Do exterior, Spínola continua tentando derrubar o governo e funda o MDLP (Movimento Democrático de Libertação de Portugal), organização terrorista que Diogo Pacheco de Amorim, hoje vice-presidente da Assembleia da República (parlamento português) pelo partido de extrema direita Chega, dirigia à época.
Entre as acusações que pairam sobre o MDLP, além da tentativa de golpe de Estado, estão aproximadamente 600 atentados, que incluem explosões de sedes do PCP, ataques à bomba contra automóveis e imóveis de comunistas e simpatizantes do Partido, além da morte de pessoas.
Os planos sabotadores arquitetados no estrangeiro eram vistos com bons olhos pelos Estados Unidos. Tudo que reforçasse os objetivos da CIA em impedir que um tesouro geopolítico do quilate de Portugal, se transformasse em um país socialista em um mundo que respirava a Guerra Fria, era aplaudido.
Estrategicamente posicionado no extremo ocidente da Europa, na ponta oposta à União Soviética, Portugal ainda tinha o valioso Arquipélago dos Açores, localizado no meio do Oceano Atlântico, ponto importantíssimo na conexão entre Estados Unidos e Europa, e que poderia funcionar, por exemplo, como base para o reabastecimento de aeronaves ianques em um eventual conflito com países do Leste Europeu.
Em 25 de novembro de 1975, após movimentações tramadas pela direita das Forças Armadas, apoiadas pelo PS de Mário Soares, militares ligados ao PCP e ao comandante do Copcon (Comando Operacional do Continente), Otelo Saraiva de Carvalho, que havia liderado a revolução que derrubou a ditadura, são derrotados.
O governo de Vasco Gonçalves vem abaixo, colocando fim à esperança de Portugal se transformar na primeira experiência socialista da Europa Ocidental.
Acabava assim o Processo Revolucionário em Curso e se iniciava uma democracia burguesa.

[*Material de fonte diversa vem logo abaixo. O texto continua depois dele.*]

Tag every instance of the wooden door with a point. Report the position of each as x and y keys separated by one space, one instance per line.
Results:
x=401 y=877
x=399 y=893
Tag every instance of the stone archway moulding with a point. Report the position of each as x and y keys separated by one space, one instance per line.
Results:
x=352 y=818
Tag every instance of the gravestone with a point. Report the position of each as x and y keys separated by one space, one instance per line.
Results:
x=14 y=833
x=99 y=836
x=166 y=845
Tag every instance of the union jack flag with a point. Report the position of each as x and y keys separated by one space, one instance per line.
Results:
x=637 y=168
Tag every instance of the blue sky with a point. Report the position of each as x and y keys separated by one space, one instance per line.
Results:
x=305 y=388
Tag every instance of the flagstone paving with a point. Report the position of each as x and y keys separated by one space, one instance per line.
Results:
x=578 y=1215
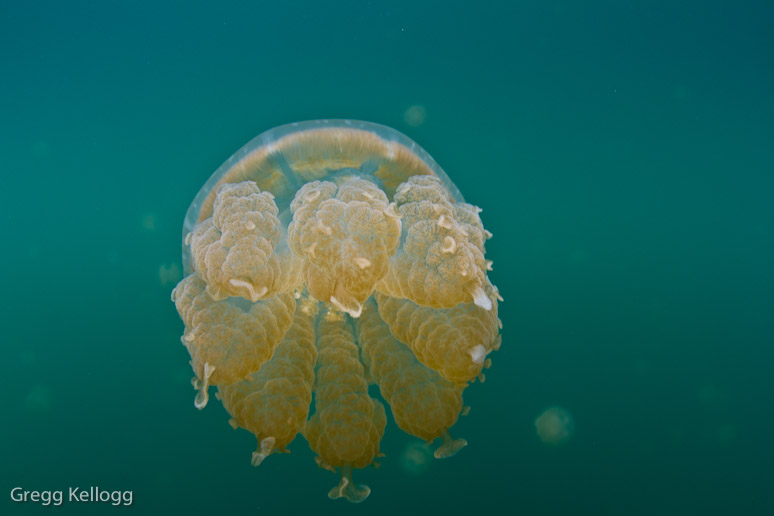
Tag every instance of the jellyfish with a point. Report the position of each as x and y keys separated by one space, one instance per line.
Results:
x=324 y=257
x=555 y=426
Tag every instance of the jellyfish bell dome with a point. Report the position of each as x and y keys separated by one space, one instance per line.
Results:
x=325 y=256
x=284 y=158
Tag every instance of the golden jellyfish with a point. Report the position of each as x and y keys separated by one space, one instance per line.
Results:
x=324 y=257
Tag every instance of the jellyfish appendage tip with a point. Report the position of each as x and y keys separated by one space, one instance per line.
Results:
x=449 y=447
x=202 y=385
x=265 y=448
x=347 y=489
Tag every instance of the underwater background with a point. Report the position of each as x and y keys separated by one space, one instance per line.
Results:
x=622 y=152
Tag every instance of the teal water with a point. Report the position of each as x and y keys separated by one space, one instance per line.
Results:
x=622 y=153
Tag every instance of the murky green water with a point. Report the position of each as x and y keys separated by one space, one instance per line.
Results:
x=622 y=152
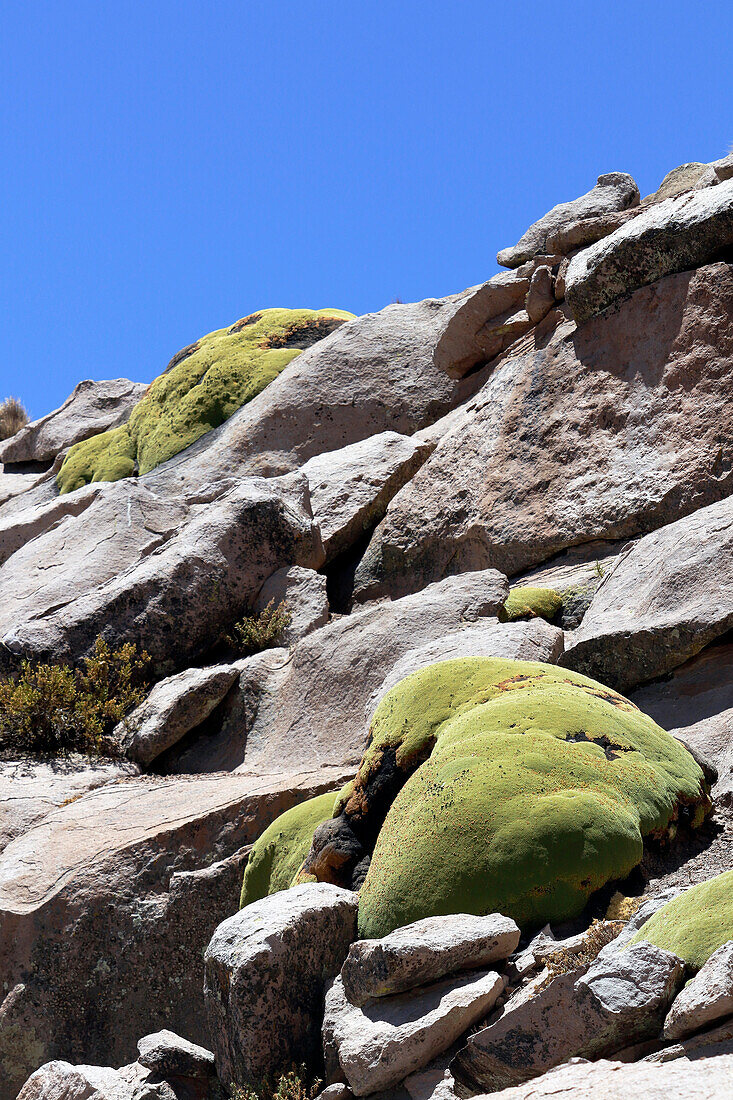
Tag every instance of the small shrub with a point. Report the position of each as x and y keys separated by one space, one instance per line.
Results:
x=12 y=417
x=55 y=708
x=255 y=633
x=295 y=1085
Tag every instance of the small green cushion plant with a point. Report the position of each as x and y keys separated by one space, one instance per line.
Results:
x=525 y=602
x=696 y=923
x=279 y=853
x=203 y=386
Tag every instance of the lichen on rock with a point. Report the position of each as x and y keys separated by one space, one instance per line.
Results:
x=201 y=387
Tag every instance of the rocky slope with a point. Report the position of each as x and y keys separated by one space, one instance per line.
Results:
x=487 y=516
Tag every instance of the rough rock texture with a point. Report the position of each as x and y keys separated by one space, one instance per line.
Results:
x=107 y=904
x=304 y=592
x=425 y=952
x=655 y=609
x=172 y=1056
x=31 y=788
x=381 y=1043
x=166 y=575
x=673 y=235
x=172 y=708
x=568 y=441
x=93 y=407
x=350 y=488
x=696 y=704
x=706 y=999
x=613 y=191
x=337 y=669
x=707 y=1079
x=265 y=972
x=591 y=1015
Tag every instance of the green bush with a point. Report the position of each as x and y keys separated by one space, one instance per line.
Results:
x=255 y=633
x=12 y=417
x=55 y=708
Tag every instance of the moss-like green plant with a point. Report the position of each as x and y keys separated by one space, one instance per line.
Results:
x=201 y=387
x=539 y=788
x=525 y=602
x=279 y=853
x=55 y=708
x=696 y=923
x=255 y=633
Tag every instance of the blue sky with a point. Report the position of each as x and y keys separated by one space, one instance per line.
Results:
x=172 y=166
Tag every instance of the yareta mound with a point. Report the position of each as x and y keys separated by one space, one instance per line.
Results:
x=279 y=853
x=503 y=785
x=696 y=923
x=200 y=388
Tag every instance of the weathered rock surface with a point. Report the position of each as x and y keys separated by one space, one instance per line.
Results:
x=107 y=904
x=266 y=968
x=424 y=952
x=696 y=704
x=172 y=1056
x=674 y=235
x=707 y=1079
x=656 y=609
x=93 y=407
x=616 y=1002
x=381 y=1043
x=174 y=707
x=568 y=441
x=304 y=592
x=706 y=999
x=313 y=705
x=167 y=575
x=350 y=488
x=613 y=191
x=30 y=788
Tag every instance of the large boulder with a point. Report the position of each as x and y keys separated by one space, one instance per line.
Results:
x=675 y=235
x=577 y=1014
x=266 y=968
x=379 y=1044
x=613 y=191
x=476 y=765
x=568 y=441
x=108 y=903
x=337 y=670
x=668 y=596
x=426 y=952
x=143 y=579
x=93 y=407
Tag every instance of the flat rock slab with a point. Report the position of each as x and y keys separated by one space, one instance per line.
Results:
x=669 y=237
x=170 y=1055
x=424 y=952
x=707 y=1079
x=619 y=1001
x=30 y=789
x=93 y=407
x=613 y=191
x=568 y=441
x=668 y=596
x=706 y=999
x=129 y=879
x=314 y=703
x=266 y=968
x=386 y=1040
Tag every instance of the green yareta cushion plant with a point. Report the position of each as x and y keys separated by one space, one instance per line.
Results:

Anos mais tarde, já como presidente da República, Mário Soares concederia a Spínola a mais alta ordem honorífica de Portugal. O título é entregue àqueles que prestam relevantes serviços ao país.
Depois de cumprir a função para a qual havia sido designado, Carlucci assume publicamente a face da CIA e torna-se seu diretor-adjunto. Viria ainda a comandar posteriormente, o Departamento de Defesa estadunidense no governo Ronald Reagan, além de integrar o Conselho Nacional de Segurança também nesse período.